Recently I encountered following strange error which I got when running my VideoChat.
#
# A fatal error has been detected by the Java Runtime Environment:
#
# EXCEPTION_ACCESS_VIOLATION (0xc0000005) at pc=0x0cd32890, pid=2128, tid=1668
#
# JRE version: 6.0_17-b04
# Java VM: Java HotSpot(TM) Client VM (14.3-b01 mixed mode, sharing windows-x86 )
# Problematic frame:
# C [jmjpeg.dll+0x12890]
At first I thought this was caused by the camera driver, or a bug in the native c code.
I could track the error down to the reception part of an incoming RTP Stream.
Following code was used to display the video stream from a datasource:
Component comp;
JPanel video = new JPanel();
try {
receptionPlayer = Manager.createRealizedPlayer(clientReceptionDS);
receptionPlayer.start();
if ((comp = receptionPlayer.getVisualComponent()) != null) {
video.add(comp);
}
Everything fine, except the random crashes from the JVM.
So I started to debug the code and uncommented the video.add(cmp) and voila no crashes.
That led me to the conclusion there might be a timing problem with the player and its different states.
The solution then was to create just a Player with the incoming DataSource and add a ControllerListener who listens for state changes and tells me when the player is really realized.

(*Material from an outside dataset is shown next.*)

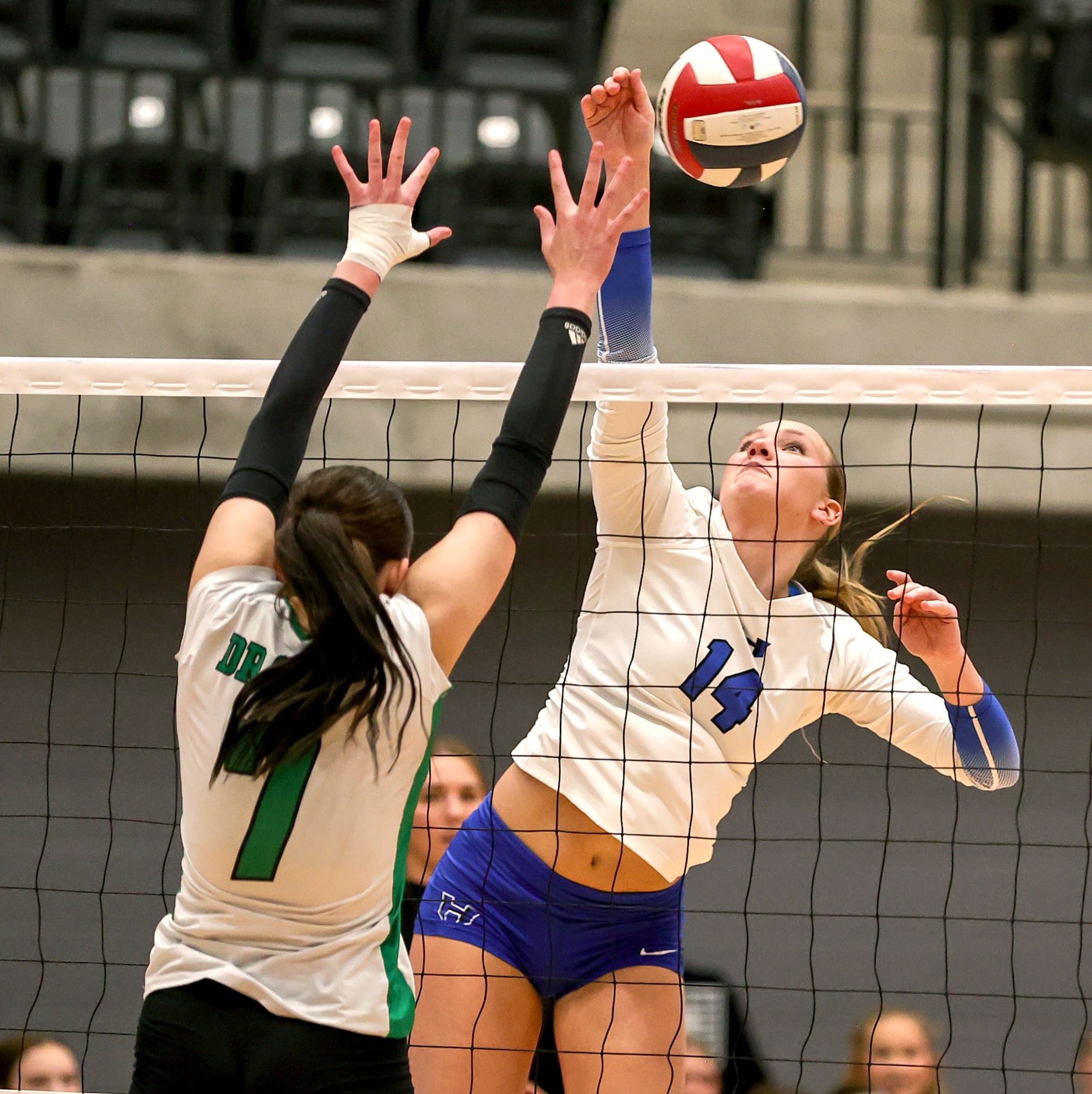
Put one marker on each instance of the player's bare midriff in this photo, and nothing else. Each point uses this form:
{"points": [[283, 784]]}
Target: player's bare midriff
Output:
{"points": [[566, 839]]}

Following new code was then used:
If a new stream is received we get informed via the ReceiveStreamListener which offers an Update method
public synchronized void update(ReceiveStreamEvent evt)
Inside this method we can retrive our DataSource with:
ReceiveStream stream = evt.getReceiveStream();
dataSource = stream.getDataSource();
And initialise the Player in the following way:
Player p = null;
try {
p = Manager.createPlayer(dataSource);
} catch (NoPlayerException e) {
e.printStackTrace();
} catch (IOException e) {
e.printStackTrace();
}
if (p == null)
return;
p.addControllerListener(this);
p.realize();
The ControllerListener:
public void controllerUpdate(ControllerEvent ce) {
Player p = (Player)ce.getSourceController();
if (p == null)
return;
if (ce instanceof RealizeCompleteEvent) {
vsc.startReceptionVideo(dataSource, p);
}
if (ce instanceof ControllerErrorEvent) {
p.removeControllerListener(this);
}
}
You see when there is a RealizeCompleteEvent I hand the realized Player and the DataSource over to the GUI where it will be displayed with this code:
if ((comp = receptionPlayer.getVisualComponent()) != null) {
video.add(comp);
}
receptionPlayer.start();
Result: It does not crash anymore and you have full control over the Player and its states.